I would also make two other points. The first is that the tilt toward pro-life sentiment doesn't necessarily imply a changed view of whether the Supreme Court should overturn Roe v. Wade. In fact, a recent CNN poll shows that Americans, by 68 to 30 percent, do not want to overturn it; the Gallup and Pew polls are thus gauging personal sentiment, not policy preferences. Americans can be expected to embrace a more conservative social ideology during this period without endorsing conservative social policies.

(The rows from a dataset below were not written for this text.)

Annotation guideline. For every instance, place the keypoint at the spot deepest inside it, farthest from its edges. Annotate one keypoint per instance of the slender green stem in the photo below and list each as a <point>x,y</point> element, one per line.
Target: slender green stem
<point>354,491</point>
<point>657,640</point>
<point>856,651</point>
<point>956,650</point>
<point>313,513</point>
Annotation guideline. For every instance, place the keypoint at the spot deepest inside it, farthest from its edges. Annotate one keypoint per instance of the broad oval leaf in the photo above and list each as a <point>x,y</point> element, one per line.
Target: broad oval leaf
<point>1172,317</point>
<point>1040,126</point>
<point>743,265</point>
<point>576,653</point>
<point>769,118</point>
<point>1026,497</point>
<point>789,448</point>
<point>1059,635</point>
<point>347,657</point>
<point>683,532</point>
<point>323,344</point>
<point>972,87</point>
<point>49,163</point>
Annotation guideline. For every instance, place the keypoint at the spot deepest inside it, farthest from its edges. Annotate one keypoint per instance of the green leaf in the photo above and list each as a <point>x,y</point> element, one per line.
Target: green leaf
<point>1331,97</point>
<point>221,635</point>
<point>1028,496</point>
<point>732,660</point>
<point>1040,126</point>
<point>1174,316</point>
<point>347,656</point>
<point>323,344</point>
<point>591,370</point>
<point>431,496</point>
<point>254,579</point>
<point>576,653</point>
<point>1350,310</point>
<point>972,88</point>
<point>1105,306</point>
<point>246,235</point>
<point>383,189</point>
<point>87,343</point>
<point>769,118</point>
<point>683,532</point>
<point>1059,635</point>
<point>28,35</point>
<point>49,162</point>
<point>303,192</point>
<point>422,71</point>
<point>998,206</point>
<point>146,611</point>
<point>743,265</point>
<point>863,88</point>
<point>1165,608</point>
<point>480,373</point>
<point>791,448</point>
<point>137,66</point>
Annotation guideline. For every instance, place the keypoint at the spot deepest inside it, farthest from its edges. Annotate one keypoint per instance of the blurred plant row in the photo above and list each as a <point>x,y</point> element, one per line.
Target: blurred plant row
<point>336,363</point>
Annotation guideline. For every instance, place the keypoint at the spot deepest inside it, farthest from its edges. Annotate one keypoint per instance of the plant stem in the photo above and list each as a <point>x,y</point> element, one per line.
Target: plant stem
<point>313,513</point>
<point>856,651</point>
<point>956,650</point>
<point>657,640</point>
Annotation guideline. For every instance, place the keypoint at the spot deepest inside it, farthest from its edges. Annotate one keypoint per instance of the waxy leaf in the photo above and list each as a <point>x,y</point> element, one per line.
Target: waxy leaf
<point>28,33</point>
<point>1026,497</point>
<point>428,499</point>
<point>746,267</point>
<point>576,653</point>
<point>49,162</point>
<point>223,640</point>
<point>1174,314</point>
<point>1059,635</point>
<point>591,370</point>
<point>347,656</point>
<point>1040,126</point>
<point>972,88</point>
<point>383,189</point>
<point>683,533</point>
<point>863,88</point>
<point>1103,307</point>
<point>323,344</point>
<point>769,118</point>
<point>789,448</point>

The second point I'd make is that, though people become personally more conservative during economic downturns, they also seem less likely during those downturns to base their support for public officials and candidates on social issues like abortion or gun rights. In the 1920s, politicians battled over prohibition; in the 1930s, there was no equivalent social issue. Americans were worried about the economy and about being drawn into a new world war.
If you look at the recent elections that took place during recessions--1982, 1992, 2002, and 2008--social issues like abortion, school prayer, or more recently gay marriage were a relatively minor factor. So while voters might be leaning more conservative on social issues during the current crisis, they are not likely to judge Obama by his stands on abortion. They will judge him by whether he succeeds in pulling us out of the recession and, secondarily, by whether he succeeds in extracting us from Iraq and Afghanistan.
That should be a warning to Republicans. If conservative Republicans (and are there any moderate Republicans left in Congress?) think that, based on the Gallup and Pew polls, they can make a big fuss about whether Obama's nominee backs Roe v. Wade, they are in for the same kind of rude awakening that they received when they wasted Congress's time agitating over the Terri Schiavo case. The fact that Americans are becoming more socially conservative during crises is to be expected. But Obama doesn't need to worry about this in choosing a Supreme Court nominee or in gauging his and the Democrats' electoral prospects.
John B. Judis is a senior editor of The New Republic and a visiting scholar at the Carnegie Endowment for International Peace.